A standout in the Documentary Shorts showcase, “Family Nightmare” (2011) has also played at Sundance, BAM Cinemafest, True/False, and Rooftop Films. This is Defa’s second year at SXSW; his narrative feature Bad Fever premiered in Emerging Visions in 2011. Bad Fever will be released on DVD and VOD in June. He plans to begin shooting his next narrative feature, Sweet Lover, in New York City this summer. 

“Family Nightmare” plays tomorrow, Friday, March 16, 2pm at Alamo Lamar C as part of the Documentary Short Competition 2 program.

Austin Chronicle: “Family Nightmare” is in the documentary shorts category here at SXSW, but it could fit into other categories.

Dustin Guy Defa: It’s probably an “experimental documentary,” because it’s not narrative. I had heard that Sundance had trouble figuring out where they were going to place it, if they were going to put it in the documentary section or not, but I always thought about it as a documentary. But I’m not a documentarian. “Family Nightmare” may be the only one I make.

If the ending with the obituaries didn’t happen, what would it be? That’s why I made it, it’s the story of my family. I’m using my family as characters. My family is very animated and loud and I’m not. In a very surreal and abstract way, I’m expressing what it felt like to be a child living in that house with all that substance abuse going on all around us.

Austin Chronicle: It’s important for people to know this is not found footage.

Dustin Guy Defa: The audience needs to know. I think that informs the whole film. That’s what the movie is, my relationship with my family, and me using my home movies to go through some personal stuff.

Austin Chronicle: What was the editing process?

Dustin Guy Defa: I went through 40 hours of footage. Just going through and digitizing the footage and seeing my family, that was a nightmare itself. The editing and starting to do the voices was another horrific experience. Now I’m starting to think of it as cathartic but at the time I felt haunted.  

Austin Chronicle: It took a minute for me to figure out that the voices were dubbed.

Dustin Guy Defa: That would be my perception, that people would not be able to figure out that the voices were dubbed for the first two minutes, and then catch on. Some people still think I’m warping the actual soundtrack. But people who are really attuned to film, it becomes pretty clear. I put in a few sound effects, and as the movie goes on I started doing really crazy stuff, doing guttural voices.
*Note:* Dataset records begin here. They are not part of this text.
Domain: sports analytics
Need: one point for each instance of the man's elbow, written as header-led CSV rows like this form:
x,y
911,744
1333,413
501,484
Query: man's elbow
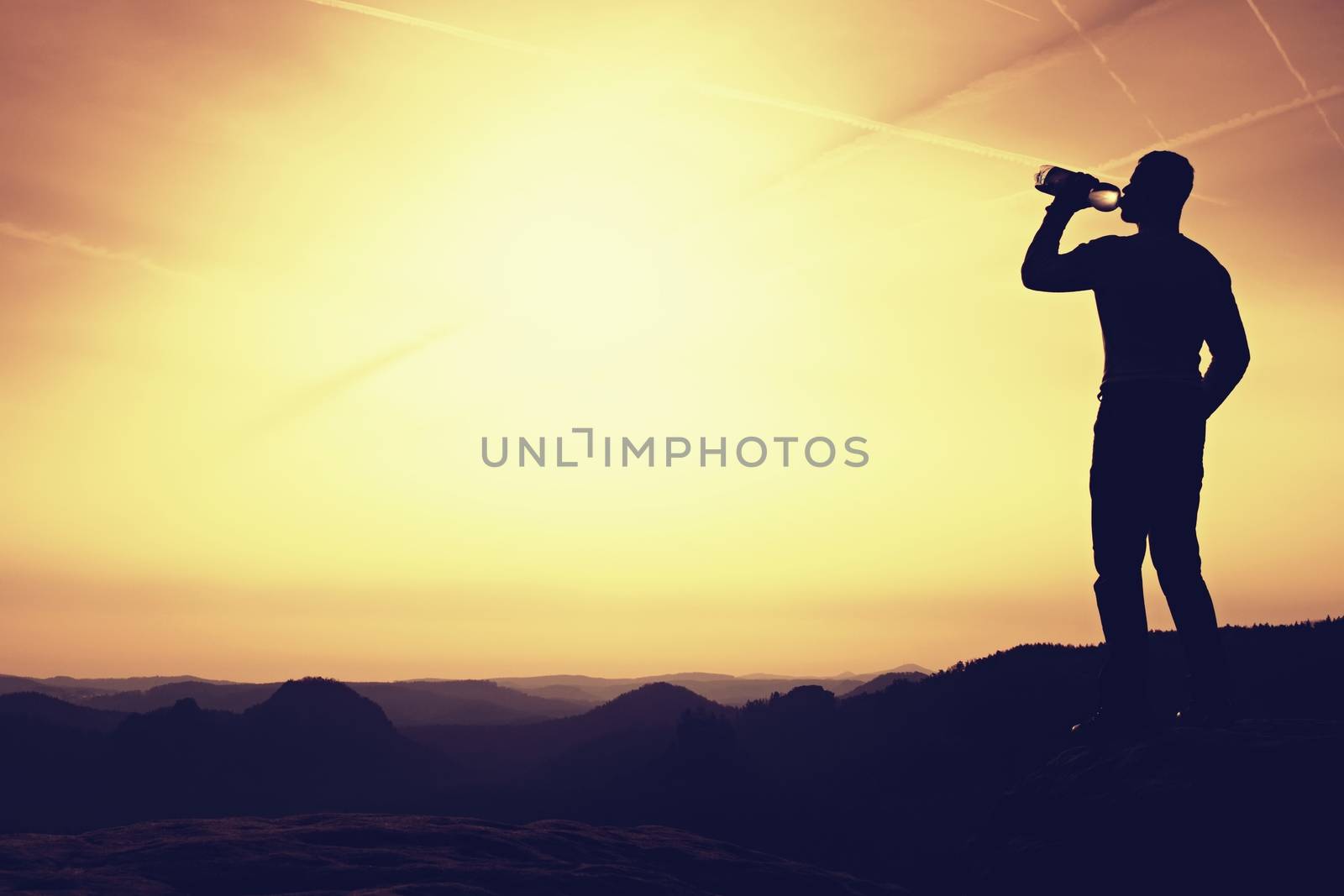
x,y
1032,277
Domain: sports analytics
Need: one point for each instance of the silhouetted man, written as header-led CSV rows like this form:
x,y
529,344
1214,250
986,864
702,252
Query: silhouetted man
x,y
1160,297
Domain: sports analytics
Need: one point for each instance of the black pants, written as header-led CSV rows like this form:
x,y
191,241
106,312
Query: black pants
x,y
1148,466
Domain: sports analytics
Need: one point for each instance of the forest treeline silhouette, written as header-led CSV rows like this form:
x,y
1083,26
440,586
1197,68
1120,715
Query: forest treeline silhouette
x,y
934,782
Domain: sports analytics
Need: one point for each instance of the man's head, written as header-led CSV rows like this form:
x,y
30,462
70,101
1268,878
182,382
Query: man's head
x,y
1159,188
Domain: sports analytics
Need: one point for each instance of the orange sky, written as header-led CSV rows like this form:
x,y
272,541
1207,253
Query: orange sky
x,y
272,269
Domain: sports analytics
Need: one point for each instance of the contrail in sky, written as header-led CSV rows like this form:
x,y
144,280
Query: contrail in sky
x,y
1019,13
1105,63
1183,140
80,248
1292,69
694,86
1230,125
312,396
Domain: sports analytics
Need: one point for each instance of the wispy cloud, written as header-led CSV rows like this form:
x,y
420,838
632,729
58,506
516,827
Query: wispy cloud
x,y
1230,125
1292,69
312,396
706,89
89,250
1007,8
1105,63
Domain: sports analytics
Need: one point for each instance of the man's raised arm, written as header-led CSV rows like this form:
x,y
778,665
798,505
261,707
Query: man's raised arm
x,y
1043,268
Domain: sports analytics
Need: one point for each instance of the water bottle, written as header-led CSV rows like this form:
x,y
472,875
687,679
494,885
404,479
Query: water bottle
x,y
1050,179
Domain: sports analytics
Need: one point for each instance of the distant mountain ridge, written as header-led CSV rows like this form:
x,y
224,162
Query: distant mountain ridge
x,y
425,701
958,782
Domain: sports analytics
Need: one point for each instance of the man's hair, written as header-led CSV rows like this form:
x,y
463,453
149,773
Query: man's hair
x,y
1169,172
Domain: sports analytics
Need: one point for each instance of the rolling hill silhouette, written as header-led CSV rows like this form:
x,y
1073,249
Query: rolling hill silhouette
x,y
407,703
964,781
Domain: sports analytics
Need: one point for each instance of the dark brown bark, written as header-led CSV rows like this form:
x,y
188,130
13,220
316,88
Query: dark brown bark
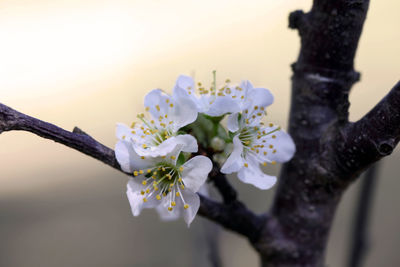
x,y
245,222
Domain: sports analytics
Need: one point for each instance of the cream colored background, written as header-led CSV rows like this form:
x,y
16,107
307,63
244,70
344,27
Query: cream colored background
x,y
89,63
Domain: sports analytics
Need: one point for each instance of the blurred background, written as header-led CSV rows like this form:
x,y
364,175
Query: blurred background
x,y
89,63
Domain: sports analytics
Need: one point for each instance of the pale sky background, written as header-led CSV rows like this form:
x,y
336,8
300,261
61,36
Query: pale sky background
x,y
89,63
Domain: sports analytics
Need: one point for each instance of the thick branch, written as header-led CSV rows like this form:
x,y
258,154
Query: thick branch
x,y
373,136
235,217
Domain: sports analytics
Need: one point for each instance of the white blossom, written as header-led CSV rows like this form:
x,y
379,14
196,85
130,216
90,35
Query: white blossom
x,y
254,143
212,101
158,135
162,182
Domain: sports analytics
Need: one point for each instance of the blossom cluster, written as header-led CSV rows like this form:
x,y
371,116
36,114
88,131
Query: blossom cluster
x,y
159,150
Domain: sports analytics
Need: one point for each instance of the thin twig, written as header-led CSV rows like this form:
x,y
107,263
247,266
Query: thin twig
x,y
359,237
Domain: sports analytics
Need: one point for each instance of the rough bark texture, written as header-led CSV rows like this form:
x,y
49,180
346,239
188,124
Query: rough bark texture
x,y
331,152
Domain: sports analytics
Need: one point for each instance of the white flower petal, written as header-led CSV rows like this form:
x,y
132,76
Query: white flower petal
x,y
233,122
254,175
185,82
235,161
162,149
195,172
127,158
156,101
189,142
223,105
123,132
136,198
167,215
183,112
193,200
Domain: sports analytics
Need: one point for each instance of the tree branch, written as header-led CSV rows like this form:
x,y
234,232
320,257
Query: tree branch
x,y
11,119
372,137
359,237
235,217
All the dialogue is 100% the real dialogue. I wanted to make sure that people understood it was dubbing so I didn’t try to completely lip synch. I tried to get close but I didn’t want to do it perfectly. It’s not stated [at the outset], but it’s my voice, I do all the voices.

Austin Chronicle: Were you planning to do that from the beginning?

Dustin Guy Defa: I decided to do the voices while I was editing. It’s a playful thing and I also needed to do it for myself, actually...I’m exaggerating in such a huge way. But even though I’m exaggerating, it was weird because I was still dealing with whoever’s voice I was doing. I was dealing with my ideas of them.

Austin Chronicle: With 40 hours of tapes, home video must have been a big thing in your family.

Dustin Guy Defa: We were that kind of family. During that time, once VHS cameras were on the market, they were shooting all the holidays, everything. Now that’s probably the story with lots of families. And I don’t know if this is going away or not, but like with [William Eggleston’s] Stranded in Canton, there’s a performance going on for the camera. I don’t know if people are getting used to cameras now and they’re not performing anymore, but in this my family is really performing. They’re acting.

Austin Chronicle: Is there a role of humor in it?

Dustin Guy Defa: When I made it, I felt very serious about it and the first time I showed it at BAM, people were laughing and it was really upsetting. I didn’t know that was going to happen and now I realize why people are laughing and it is actually funny. It’s almost perfect because my family laughs – you can see them laughing through all this stuff and they’re just not realizing where they’re going. It’s chaotic and careless. That’s what abuse is like. But I totally understand, it is actually funny near the beginning. I think you can tell, at some point it stops getting funny.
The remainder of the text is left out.